The rule has no effect on the proposed Initiated Act 1 to prohibit foster parenting or adoption in homes with unmarried couples, but Arkansas Advocates said opposition to a similar rule at the hearing tomorrow would serve to educate the public about dangers of the policy. Opponents say it will limit the options judges have for finding homes for children in need.
Jerry Cox, president of the Family Counsel Action Committee, was on hand and said there were studies that prove children are served better by homes with a married couple, although he did not cite any specific examples. A home is better than no home at all, we'd bet studies show, too.
The hearing will be from 10 a.m. to noon Thursday in conference rooms A and B at 700 Main St. Doctors child welfare experts, former foster children and parents are prepared to speak.
-- Gerard Matthews
PS -- Perhaps somebody will bring up the shocking news -- reported here in this week's Arkansas Times -- that DHS and Gov. Mike Beebe have approved a state partnership with a private religious agency that makes the signing of a sexual loyalty oath a condition of participating in the private agency's foster parent program. To participate, a person must sign a pledge that they are not homosexual and not engaging in a sexual relationship with another person, gay or straight. DHS and the governor's office have defended the partnership with the agency -- touted on the DHS website -- because it helps find foster parents. But a woman who refused to sign the agency's pledge was not allowed to become a foster parent despite asking the state directly.

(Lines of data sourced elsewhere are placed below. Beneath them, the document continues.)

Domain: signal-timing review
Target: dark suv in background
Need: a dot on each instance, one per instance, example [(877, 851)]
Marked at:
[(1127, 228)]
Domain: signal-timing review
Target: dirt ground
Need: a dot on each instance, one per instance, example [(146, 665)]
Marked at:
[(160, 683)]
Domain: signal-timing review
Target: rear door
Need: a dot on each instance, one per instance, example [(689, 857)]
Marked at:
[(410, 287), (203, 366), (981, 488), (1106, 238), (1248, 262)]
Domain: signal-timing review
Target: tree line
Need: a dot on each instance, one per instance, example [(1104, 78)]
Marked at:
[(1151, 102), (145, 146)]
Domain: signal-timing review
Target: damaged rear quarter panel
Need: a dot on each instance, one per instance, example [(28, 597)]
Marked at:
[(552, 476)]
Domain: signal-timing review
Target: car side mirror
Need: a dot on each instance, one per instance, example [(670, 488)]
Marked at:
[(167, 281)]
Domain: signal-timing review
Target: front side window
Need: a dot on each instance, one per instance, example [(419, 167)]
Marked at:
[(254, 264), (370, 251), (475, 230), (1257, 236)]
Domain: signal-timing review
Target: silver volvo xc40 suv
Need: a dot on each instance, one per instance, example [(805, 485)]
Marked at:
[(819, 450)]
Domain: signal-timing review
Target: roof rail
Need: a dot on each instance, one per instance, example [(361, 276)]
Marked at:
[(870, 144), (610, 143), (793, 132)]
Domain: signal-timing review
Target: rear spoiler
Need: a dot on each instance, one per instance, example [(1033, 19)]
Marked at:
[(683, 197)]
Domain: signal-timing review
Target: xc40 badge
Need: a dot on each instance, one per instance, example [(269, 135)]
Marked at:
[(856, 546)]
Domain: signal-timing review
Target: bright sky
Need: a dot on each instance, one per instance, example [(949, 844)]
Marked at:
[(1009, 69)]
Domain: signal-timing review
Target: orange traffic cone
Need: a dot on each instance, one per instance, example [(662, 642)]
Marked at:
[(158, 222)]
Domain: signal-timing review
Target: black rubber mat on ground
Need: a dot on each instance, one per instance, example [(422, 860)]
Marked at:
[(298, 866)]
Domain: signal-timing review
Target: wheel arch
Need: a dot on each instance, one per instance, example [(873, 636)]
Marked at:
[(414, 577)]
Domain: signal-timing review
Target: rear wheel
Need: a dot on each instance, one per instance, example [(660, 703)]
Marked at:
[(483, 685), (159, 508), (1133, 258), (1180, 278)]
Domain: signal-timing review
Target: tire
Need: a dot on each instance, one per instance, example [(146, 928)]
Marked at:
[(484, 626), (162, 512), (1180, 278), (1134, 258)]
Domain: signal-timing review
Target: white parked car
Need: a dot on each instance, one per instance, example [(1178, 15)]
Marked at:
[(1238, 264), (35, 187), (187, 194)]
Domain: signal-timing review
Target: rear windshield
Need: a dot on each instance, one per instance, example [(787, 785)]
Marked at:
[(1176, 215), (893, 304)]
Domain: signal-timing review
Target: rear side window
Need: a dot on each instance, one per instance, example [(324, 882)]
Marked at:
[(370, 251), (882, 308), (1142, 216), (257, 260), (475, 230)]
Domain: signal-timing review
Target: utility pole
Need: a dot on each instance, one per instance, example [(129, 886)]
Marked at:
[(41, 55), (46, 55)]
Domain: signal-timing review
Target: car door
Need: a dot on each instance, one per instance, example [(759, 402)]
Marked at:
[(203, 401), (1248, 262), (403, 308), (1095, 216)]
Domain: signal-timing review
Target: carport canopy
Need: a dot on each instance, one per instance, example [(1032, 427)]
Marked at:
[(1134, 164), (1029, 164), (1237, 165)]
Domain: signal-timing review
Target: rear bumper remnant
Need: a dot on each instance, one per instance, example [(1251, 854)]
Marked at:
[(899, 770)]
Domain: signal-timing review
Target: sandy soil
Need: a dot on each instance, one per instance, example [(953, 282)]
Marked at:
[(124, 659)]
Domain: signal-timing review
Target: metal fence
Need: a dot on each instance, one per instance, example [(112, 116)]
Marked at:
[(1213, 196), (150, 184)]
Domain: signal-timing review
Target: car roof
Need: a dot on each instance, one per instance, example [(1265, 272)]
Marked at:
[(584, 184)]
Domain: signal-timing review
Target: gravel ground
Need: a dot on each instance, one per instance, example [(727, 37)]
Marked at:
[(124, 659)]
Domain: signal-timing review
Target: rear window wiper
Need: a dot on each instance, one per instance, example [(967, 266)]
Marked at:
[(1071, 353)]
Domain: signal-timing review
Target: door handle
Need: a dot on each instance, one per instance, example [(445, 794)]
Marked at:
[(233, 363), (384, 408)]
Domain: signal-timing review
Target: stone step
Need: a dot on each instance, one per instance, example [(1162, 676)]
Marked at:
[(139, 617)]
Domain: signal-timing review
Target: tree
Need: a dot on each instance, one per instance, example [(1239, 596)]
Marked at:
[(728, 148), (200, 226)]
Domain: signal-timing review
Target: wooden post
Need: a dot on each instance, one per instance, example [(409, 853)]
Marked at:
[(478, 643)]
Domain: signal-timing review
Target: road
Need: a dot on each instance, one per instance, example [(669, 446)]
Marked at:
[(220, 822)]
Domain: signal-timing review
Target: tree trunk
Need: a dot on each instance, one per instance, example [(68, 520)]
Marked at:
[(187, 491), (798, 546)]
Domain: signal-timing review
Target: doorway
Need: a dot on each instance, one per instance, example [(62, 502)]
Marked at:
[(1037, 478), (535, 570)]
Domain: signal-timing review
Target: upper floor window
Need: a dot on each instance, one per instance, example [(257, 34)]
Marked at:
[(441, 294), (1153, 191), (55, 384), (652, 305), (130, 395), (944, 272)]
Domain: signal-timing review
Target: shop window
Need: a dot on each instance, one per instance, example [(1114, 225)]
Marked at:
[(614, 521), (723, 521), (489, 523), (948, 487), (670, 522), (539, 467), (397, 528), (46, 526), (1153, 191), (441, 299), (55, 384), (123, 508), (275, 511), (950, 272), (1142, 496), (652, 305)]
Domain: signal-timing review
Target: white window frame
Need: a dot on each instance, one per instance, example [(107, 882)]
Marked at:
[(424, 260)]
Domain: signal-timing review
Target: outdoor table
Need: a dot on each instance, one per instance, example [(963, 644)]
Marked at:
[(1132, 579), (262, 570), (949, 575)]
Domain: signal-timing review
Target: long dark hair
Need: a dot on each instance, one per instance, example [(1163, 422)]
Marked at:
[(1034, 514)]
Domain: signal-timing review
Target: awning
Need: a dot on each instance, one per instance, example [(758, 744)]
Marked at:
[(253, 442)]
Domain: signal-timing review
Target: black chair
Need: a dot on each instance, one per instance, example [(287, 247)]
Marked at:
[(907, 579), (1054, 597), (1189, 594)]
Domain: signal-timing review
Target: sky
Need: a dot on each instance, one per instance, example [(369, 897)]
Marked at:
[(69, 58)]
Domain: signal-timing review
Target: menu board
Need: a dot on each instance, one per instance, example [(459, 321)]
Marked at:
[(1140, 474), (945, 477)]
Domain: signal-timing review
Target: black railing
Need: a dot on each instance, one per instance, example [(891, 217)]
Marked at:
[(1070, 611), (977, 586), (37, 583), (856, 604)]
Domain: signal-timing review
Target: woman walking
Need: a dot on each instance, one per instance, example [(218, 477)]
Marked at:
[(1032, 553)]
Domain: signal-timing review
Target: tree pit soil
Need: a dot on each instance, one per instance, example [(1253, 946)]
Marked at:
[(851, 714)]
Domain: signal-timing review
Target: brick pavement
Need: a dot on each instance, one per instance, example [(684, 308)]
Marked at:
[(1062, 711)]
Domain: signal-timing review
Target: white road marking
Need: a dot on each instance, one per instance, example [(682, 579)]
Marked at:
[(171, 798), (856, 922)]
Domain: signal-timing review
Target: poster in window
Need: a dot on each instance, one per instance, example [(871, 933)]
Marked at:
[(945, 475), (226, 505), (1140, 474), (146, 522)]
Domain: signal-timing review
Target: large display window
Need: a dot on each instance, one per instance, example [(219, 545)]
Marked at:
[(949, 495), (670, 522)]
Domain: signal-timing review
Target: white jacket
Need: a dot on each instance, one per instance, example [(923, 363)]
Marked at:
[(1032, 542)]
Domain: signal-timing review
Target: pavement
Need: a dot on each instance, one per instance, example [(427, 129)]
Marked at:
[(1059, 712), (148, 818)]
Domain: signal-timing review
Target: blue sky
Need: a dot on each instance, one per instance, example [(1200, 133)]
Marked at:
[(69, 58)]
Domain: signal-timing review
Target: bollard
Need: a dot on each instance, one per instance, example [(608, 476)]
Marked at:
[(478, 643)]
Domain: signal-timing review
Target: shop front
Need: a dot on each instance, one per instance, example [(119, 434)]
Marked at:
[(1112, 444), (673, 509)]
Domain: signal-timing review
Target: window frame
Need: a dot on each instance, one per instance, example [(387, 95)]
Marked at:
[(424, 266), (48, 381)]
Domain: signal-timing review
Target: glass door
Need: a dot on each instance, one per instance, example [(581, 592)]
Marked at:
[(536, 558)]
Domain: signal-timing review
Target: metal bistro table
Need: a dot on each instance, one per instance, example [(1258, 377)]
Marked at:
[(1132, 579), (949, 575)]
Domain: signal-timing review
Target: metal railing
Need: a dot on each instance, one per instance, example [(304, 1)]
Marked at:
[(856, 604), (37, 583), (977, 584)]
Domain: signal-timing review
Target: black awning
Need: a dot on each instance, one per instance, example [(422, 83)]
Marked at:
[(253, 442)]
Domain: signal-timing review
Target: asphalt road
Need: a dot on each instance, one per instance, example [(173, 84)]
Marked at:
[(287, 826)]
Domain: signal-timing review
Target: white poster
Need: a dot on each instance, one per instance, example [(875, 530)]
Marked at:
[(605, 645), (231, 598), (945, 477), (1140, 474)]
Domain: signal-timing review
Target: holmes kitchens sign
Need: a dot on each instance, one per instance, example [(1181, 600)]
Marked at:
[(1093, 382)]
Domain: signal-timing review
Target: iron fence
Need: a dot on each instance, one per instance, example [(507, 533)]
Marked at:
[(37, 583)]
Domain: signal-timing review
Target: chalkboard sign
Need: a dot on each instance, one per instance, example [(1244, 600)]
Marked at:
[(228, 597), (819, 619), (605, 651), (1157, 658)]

Would the state partner with and advertise an agency that, while otherwise doing good deeds, refused to let blacks participate? It would not. This is no different. The state has effectively outsourced some of its foster parent recruiting to an agency that bars gay people, gay sympathizers or people who simply believe their private lives are none of the state's business. By doing so, the state is sidestepping a Supreme Court ruling that it was unconstitutional for the state to do this very thing. It's an outrage. It's more outrageous that Gov. Beebe knows it and defends the state's knowing promotion of discrimination.